There are parts of the Fuleihan Concerto where she plays a full semitone sharp of the note the composer wrote.

As surprising as this may seem to you, I have no problem with that at all.

I am only fixated on PITCH when the theremin playing has no other redeeming attributes to make up for bad intonation.

Posted: 1/7/2009 5:15:38 AM
GordonC

From: Croxley Green, Hertfordshire, UK

Joined: 10/5/2005

Actually, not surprising at all, now that I have had chance to mull it over.

Before I pointed Vocal Lab at Clara's work, I used it on one of my own pieces (Dance Of The Flower Pot Men) and was surprised to find that I was on key significantly more than random chance would suggest. Given that I have spent the last three years [i]not[/i] trying to be in tune and that the piece was recorded without any reference tone whatsoever (as is my way), I expected to hit proper notes only infrequently. But - as I have long suspected - it seems that there is a subconscious or instinctive aspect to playing the theremin, and I am apparently unable to shake off the ubiquitous influence of conventional Western music.

So I thought to compare my results to the gold standard - Clara - and was astonished to find that her intonation was quite a bit weaker than my ears were telling me. Had I bought into the Clara mythology so much I was fooling myself? Well, yes and no. I think better to call it "the triumph of musicality over intonation."

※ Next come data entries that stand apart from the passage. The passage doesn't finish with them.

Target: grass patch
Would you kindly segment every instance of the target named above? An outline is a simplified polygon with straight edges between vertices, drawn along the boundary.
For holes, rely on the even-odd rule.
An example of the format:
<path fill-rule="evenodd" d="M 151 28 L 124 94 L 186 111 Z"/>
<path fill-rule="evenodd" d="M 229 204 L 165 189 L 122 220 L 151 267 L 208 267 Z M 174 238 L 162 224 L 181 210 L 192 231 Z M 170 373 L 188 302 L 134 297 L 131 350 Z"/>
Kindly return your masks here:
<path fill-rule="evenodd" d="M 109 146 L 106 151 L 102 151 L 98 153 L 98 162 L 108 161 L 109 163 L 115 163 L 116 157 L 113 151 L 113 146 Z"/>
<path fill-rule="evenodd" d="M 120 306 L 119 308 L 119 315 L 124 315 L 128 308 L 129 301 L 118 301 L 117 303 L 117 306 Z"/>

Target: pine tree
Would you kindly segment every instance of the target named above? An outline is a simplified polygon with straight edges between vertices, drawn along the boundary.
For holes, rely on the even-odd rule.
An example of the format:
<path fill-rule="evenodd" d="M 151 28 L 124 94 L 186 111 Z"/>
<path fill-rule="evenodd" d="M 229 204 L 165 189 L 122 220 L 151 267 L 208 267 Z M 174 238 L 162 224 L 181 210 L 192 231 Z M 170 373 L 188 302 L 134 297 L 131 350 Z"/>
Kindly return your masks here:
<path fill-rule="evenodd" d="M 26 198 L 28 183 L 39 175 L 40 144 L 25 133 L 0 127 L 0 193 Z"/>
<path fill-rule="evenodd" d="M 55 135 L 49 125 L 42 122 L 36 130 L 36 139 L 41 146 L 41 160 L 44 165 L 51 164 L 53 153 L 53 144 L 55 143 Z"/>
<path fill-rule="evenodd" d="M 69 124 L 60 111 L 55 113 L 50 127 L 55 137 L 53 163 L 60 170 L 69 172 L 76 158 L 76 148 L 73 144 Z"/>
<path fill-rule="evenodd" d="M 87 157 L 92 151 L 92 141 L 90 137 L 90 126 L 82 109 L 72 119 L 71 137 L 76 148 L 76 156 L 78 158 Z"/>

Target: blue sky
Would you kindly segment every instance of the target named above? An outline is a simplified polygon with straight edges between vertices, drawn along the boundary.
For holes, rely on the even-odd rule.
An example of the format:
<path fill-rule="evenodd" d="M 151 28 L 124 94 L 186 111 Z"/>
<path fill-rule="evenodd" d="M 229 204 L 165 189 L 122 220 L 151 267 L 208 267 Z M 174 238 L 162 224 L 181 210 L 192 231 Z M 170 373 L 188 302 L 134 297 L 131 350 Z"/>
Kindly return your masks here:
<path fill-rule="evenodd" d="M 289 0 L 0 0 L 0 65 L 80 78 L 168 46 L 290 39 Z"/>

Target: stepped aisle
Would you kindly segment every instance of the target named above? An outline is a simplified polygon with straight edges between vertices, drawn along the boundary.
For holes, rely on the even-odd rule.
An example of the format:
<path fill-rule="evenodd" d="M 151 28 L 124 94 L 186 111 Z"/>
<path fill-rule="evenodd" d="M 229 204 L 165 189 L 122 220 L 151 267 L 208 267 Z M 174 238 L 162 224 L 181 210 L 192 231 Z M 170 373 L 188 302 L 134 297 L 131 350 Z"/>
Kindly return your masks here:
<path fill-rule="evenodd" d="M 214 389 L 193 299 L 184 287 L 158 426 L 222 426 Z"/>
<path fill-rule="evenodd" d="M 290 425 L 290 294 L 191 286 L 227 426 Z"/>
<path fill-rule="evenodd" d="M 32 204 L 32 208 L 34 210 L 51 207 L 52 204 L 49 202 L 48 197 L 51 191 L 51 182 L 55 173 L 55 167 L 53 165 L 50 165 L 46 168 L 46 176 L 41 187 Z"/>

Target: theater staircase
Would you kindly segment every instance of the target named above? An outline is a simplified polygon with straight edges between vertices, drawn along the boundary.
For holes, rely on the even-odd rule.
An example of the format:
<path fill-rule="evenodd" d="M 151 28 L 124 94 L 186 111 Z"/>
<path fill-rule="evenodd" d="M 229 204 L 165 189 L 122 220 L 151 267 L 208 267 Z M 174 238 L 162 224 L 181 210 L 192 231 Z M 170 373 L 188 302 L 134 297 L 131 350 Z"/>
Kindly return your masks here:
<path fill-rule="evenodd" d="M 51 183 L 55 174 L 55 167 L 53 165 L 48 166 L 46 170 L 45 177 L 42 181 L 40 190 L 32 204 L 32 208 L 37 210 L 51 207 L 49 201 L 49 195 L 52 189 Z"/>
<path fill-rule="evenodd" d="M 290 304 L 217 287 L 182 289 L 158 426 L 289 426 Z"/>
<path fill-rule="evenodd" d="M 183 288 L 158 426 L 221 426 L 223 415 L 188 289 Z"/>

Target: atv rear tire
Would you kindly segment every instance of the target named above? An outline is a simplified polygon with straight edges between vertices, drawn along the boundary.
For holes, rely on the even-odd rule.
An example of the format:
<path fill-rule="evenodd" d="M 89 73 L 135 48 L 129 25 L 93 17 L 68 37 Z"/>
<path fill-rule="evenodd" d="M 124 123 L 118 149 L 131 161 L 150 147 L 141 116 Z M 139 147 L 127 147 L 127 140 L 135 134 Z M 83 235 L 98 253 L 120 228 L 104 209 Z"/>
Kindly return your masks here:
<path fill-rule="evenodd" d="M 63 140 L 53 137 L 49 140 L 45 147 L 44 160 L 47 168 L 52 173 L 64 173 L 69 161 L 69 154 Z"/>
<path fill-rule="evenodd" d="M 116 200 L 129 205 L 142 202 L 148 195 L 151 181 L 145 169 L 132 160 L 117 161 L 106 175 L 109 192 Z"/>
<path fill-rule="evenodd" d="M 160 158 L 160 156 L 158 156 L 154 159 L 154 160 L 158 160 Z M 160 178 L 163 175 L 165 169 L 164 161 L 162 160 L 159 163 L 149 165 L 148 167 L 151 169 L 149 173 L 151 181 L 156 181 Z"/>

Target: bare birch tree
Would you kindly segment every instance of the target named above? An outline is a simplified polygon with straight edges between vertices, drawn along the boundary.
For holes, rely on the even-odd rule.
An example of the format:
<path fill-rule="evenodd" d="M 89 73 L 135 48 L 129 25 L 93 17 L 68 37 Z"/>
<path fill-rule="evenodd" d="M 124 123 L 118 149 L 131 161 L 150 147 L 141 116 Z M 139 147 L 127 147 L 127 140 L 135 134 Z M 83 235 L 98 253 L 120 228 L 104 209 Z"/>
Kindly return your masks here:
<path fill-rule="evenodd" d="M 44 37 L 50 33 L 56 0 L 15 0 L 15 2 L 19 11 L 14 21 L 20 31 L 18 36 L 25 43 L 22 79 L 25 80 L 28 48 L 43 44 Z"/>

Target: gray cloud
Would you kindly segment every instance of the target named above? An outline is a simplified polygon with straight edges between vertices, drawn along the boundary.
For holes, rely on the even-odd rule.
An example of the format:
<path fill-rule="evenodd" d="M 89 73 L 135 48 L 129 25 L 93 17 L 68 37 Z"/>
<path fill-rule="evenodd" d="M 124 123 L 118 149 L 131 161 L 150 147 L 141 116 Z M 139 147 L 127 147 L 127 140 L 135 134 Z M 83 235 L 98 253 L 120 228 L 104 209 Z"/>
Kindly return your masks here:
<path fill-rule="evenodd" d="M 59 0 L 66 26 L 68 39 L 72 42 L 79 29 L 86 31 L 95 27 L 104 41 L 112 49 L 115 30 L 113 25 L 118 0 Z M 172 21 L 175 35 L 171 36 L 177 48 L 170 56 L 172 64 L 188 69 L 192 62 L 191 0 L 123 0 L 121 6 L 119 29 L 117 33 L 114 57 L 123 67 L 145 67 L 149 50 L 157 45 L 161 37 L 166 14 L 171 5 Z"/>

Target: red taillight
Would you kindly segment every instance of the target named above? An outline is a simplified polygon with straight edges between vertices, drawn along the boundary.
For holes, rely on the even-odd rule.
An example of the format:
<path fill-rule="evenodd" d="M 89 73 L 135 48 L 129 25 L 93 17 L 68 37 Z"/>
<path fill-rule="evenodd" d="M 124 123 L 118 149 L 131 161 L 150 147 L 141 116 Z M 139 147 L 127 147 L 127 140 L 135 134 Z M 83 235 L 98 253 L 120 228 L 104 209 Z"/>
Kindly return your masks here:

One of my other interests (Freemasonry) involves learning and reciting reasonably long monologues. Generally people fall into three categories - the first is beginners who have just about learned the words and stumble, fumble and mumble their way through it with prompts and clangers a-plenty. (One that seems appropriate to this forum is "this transistory life" instead of "this transitory life" - it's amusing, but it also betrays a lack of understanding.) They get congratulated for making it to the end without fleeing!

The second category I call the technicians - almost totally word perfect, but they might as well have read the script out loud as taking the trouble to memorise it - it comes across as dull as dish water and devoid of meaning. They get congratulated for remembering all the words.

The third category is those people who really understand what they are saying. As often as not what they say is almost as poor a match to the script as the first category, but it really doesn't matter because the words are alive with meaning and the listener totally gets what what it is all about. They get the most heart-felt congratulations of all.

It seems to me that this parallels the range of theremin players quite well.